Mais c’est alors que, dans un dernier effort désespéré, j’ai réussi à vraiment raviver l’odeur dans mes narines, et j’ai échappé à Katzman, j’ai soudain suffoqué, dans une colère noire, je l’ai engueulé, j’ai crié oh Katzman, en prononçant Katzman comme une insulte, c’est tout simplement de la torture, ça ne te suffit pas qu’ils soient tout le temps obligés de nous voir, de nous entendre, de travailler pour nous, de toucher leur paye avec notre argent, de nous obéir en toute chose, est-ce qu’ils doivent aussi nous respirer à chaque instant, à chaque bouffée d’air qu’ils aspirent ? Il faut que tu saches, Katzman, c’est l’expérience d’une semaine, qu’il y a dans la puanteur une vérité imprenable qui lui appartient, et parfois elle est plus puissante que toute justice ou logique.
Katzman se tenait blême devant moi et il m’a dit ça : « L’âne reste, et toi sors d’ici, sors. » Et brusquement il a crié d’une voix blessée et terrible : « Dégage de ma vue, fiche le camp ! »
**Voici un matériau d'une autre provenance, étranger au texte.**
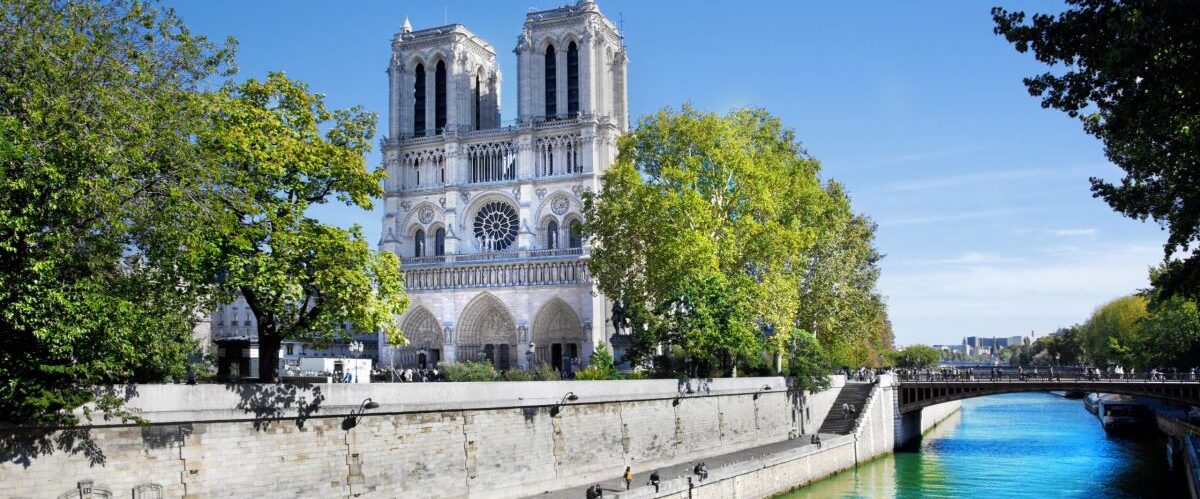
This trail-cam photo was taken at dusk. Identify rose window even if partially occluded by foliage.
[474,202,520,251]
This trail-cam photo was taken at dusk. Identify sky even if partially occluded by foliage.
[166,0,1165,345]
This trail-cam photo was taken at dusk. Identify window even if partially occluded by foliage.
[474,202,520,251]
[570,220,583,248]
[433,61,446,133]
[413,64,425,137]
[545,46,558,119]
[546,221,558,250]
[475,74,480,130]
[566,42,580,115]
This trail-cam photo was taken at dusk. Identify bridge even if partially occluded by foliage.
[896,375,1200,414]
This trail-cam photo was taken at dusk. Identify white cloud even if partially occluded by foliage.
[880,209,1032,227]
[880,244,1160,344]
[1046,229,1099,238]
[882,169,1055,192]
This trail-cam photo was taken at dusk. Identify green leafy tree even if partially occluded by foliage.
[198,73,408,380]
[992,0,1200,295]
[892,344,942,369]
[0,0,232,425]
[575,343,620,379]
[584,106,888,368]
[1081,295,1147,367]
[1136,296,1200,369]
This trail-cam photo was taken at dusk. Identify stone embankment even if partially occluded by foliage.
[0,377,956,498]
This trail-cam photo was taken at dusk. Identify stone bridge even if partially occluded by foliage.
[896,378,1200,414]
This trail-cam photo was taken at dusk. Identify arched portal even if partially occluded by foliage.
[455,293,517,369]
[533,297,582,371]
[391,306,445,369]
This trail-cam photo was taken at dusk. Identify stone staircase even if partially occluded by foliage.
[817,381,875,435]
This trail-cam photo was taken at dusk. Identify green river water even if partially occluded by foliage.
[780,393,1188,499]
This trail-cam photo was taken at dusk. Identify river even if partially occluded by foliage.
[780,393,1188,499]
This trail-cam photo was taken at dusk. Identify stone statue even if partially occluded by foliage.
[612,300,625,335]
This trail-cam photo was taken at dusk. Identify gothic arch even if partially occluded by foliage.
[400,305,444,348]
[533,297,583,345]
[455,293,517,348]
[401,200,445,229]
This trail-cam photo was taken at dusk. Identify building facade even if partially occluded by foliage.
[379,0,629,368]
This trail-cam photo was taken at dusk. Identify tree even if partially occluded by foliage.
[992,0,1200,297]
[0,0,233,425]
[199,73,408,381]
[892,344,942,369]
[796,181,892,366]
[584,106,882,374]
[575,342,620,379]
[1136,296,1200,369]
[1081,295,1147,367]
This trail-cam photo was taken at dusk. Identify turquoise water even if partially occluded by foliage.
[781,393,1188,499]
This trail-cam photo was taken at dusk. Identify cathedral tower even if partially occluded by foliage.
[379,0,629,371]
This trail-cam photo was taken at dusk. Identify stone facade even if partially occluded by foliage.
[379,0,629,368]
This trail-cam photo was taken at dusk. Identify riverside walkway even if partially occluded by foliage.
[896,368,1200,414]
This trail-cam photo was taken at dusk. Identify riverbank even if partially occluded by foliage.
[779,392,1188,499]
[530,377,961,499]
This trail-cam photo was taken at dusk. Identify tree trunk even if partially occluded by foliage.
[258,323,283,383]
Je me suis retourné, tout glacé, et je suis allé comme ça, sans rien sentir, même pas l’insulte, jusqu’au parking dans la cour, et là j’ai attendu tranquillement la première voiture qui partait en direction de Tel-Aviv, et durant tout le chemin je me suis dit avec pondération, avec maturité, c’est fini, je quitte Djuni et Katzman, je retourne à Shosh, j’essaie de nous retrouver tous les deux ensemble, comme j’étais heureux de la trouver vraiment à la maison en train de m’attendre, je voulais la prendre dans mes bras, lui demander pardon si je l’avais blessée en quoi que ce soit au cours de cette dernière année, parce que je n’avais pas tellement été avec elle, mais elle a tendu une main pour m’arrêter, et m’a dit d’une voix étrangère que je vienne avec elle dans sa chambre parce qu’elle voulait me parler, et qu’il était vraiment temps qu’on discute ouvertement et sincèrement, et nous sommes entrés dans la chambre, et j’attendais qu’elle se mette à parler, parce que je voulais que tout ça soit déjà fini et que nous puissions commencer à vivre comme nous l’avions voulu autrefois, et elle a croisé les jambes, et ses doigts se sont mis à trembler, écoute, Ouri, a-t-elle dit, il y a certaines choses qu’il faut que tu saches, et touta touta khelset elkhaduta.